Où intervient le WACC dans le calcul de la valeur d’entreprise ?
Le WACC intervient à deux niveaux dans une valorisation DCF :
- L’actualisation des flux de trésorerie prévisionnels
- L’actualisation de la valeur terminale
Ce deuxième point mérite une attention particulière. Dans de nombreuses valorisations, la valeur terminale représente une part très importante de la valeur totale obtenue.
Un WACC mal estimé peut donc modifier à la fois la valeur actuelle des flux des premières années et celle de la valeur terminale.
A voir également: Powens : guide complet, prix, fonctionnalités et avis
Pourquoi une variation du WACC peut-elle changer fortement une valorisation ?

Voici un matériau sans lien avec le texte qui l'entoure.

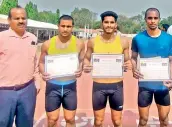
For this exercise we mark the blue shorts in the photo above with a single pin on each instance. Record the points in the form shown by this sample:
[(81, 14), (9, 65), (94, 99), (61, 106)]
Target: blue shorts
[(59, 94)]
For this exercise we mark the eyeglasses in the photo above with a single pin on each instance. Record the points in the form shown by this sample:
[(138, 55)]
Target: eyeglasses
[(150, 18)]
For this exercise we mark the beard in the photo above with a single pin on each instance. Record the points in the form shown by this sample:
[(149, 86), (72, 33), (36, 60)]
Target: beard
[(153, 28)]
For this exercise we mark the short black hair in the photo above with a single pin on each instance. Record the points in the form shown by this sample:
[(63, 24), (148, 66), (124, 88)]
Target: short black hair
[(18, 7), (109, 13), (152, 9), (66, 17), (165, 26)]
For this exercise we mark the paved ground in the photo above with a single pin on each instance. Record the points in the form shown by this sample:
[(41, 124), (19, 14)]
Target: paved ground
[(84, 117)]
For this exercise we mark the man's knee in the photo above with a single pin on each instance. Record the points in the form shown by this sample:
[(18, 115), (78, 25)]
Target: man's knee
[(143, 121), (98, 122), (117, 122), (164, 121), (52, 120), (70, 119)]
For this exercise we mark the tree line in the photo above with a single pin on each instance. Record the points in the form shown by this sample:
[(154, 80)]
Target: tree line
[(83, 17)]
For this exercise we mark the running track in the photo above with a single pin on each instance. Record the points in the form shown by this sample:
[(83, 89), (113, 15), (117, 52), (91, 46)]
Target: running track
[(84, 117)]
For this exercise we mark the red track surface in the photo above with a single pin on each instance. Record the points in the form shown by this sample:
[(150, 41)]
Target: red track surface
[(84, 117)]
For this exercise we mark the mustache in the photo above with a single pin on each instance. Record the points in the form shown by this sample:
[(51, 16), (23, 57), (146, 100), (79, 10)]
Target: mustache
[(21, 24)]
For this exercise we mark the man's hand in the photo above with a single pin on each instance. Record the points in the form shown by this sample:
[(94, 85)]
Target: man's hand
[(168, 84), (78, 73), (137, 74), (46, 76), (38, 90), (127, 66), (88, 68)]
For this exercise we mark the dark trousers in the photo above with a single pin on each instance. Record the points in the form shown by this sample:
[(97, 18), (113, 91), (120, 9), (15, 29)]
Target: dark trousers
[(19, 104)]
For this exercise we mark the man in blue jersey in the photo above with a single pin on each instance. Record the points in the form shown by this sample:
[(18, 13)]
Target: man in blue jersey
[(148, 44)]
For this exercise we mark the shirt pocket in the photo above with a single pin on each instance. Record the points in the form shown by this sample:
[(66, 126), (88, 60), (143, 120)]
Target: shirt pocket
[(31, 52)]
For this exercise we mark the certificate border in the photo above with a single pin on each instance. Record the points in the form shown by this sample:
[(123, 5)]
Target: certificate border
[(60, 76), (108, 76), (144, 80)]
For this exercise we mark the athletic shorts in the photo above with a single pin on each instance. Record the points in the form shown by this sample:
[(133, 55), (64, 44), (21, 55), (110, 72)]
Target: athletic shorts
[(145, 97), (102, 91), (56, 95)]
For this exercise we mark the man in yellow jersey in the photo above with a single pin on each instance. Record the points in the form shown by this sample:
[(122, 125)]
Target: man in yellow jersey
[(104, 88), (62, 91)]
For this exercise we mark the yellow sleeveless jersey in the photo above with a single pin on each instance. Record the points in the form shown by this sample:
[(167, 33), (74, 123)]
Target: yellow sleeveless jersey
[(113, 47), (71, 48), (53, 50)]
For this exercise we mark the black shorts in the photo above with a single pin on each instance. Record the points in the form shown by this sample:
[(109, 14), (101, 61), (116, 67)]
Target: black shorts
[(55, 96), (145, 97), (102, 91)]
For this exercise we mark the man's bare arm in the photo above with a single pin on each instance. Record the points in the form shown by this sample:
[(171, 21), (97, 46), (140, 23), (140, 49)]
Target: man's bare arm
[(44, 49), (89, 52), (81, 47), (170, 58), (126, 49), (87, 58), (134, 59)]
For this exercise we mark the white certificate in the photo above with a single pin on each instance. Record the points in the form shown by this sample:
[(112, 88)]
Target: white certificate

L’effet du taux d’actualisation sur les flux de trésorerie à long terme
L’impact du WACC augmente avec l’horizon temporel.
Un flux de 1 million d’euros prévu dans un an est relativement peu sensible à une variation du taux d’actualisation. Le même flux prévu dans quinze ans le sera beaucoup plus.
| WACC | Valeur actuelle de 1 M€ dans 5 ans | Valeur actuelle de 1 M€ dans 10 ans |
| 6 % | 747 258 € | 558 395 € |
| 8 % | 680 583 € | 463 193 € |
| 10 % | 620 921 € | 385 543 € |
| 12 % | 567 427 € | 322 003 € |
Sur dix ans, le passage d’un WACC de 6 % à 12 % fait passer la valeur actuelle du million d’euros de 558 395 € à 322 003 €.
L’écart atteint donc plus de 236 000 €.
Cette sensibilité explique pourquoi les entreprises dont les bénéfices et les flux sont attendus très loin dans le futur peuvent présenter des valorisations très différentes selon le taux retenu.
Pourquoi les entreprises à forte croissance sont particulièrement sensibles au WACC ?
Une entreprise en forte croissance peut générer des flux de trésorerie modestes au cours des premières années, puis beaucoup plus élevés à moyen ou long terme.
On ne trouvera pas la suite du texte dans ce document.